The code you write looks more like in cross-document messaging:
// cross-document messaging:
// I can get a message event from several places
onmessage = function(e) {
// post a pong message back
e.source.postMessage('pong', '*');
}
// shared workers:
// I can get a connect event from several places
onconnect = function(e) {
// post a pong message back
e.source.postMessage('pong');
}
The author doesn't need to care that e.source are different objects in the
two cases, they only need to care that it exposes a postMessage method
that they can use to communicate back.
> Also, since MessagePort is not a
> WindowProxy, I'm not sure we want to encourage developers to treat them
> as
> the same by putting them both as the |source| attribute in MessageEvents
> in
> different contexts, especially since the postMessage() APIs don't
> precisely
> match.
Hey, we use MessageEvent in lots of different contexts with different
semantics -- cross-document messaging, workers, shared workers,
EventSource, WebSocket... I don't think making this change to shared
workers is going to invalidate the usage of MessageEvent.

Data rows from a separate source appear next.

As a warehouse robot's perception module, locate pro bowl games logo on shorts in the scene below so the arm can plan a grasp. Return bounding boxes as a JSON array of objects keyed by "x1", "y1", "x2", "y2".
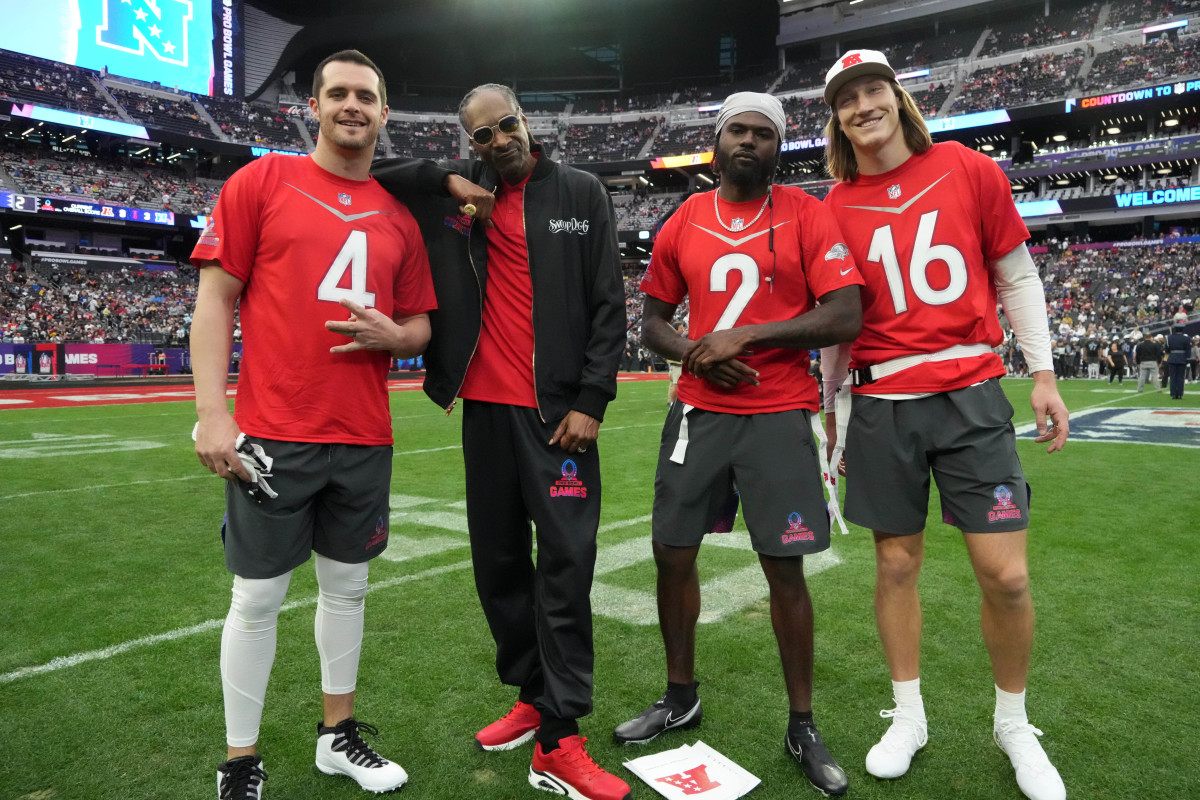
[
  {"x1": 782, "y1": 511, "x2": 814, "y2": 545},
  {"x1": 550, "y1": 458, "x2": 588, "y2": 498},
  {"x1": 366, "y1": 517, "x2": 388, "y2": 551},
  {"x1": 988, "y1": 485, "x2": 1021, "y2": 522}
]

On Tue, 10 Apr 2012 19:47:12 +0200, Andrew Wilson <atwilson@google.com>
wrote:
> To follow up on Jonas' earlier comment, the postMessage/MessageEvent APIs
> changed to support object transfers after we defined the connect event
> structure, so it's not unreasonable that we should take another look at
> the
> connect event to try to make it match the current definition of
> postMessage().
>
> I think the model of connect event we've used in the past
> (pre-structure-clone-transfer) is as if the creator of the SharedWorker
> were sending a message like so:
>
> postMessage("", [newPort]);
>
> The recipient then receives a MessageEvent with data="" and
> ports=[newPort].
>
> In the new world where postMessage() supports a transfer object, I think
> the appropriate analogous connect event would be to result in a
> MessageEvent with both the |data| and |ports| attributes pointing at an
> array containing a single MessagePort. I don't think putting the
> MessagePort as the source attribute is the right model.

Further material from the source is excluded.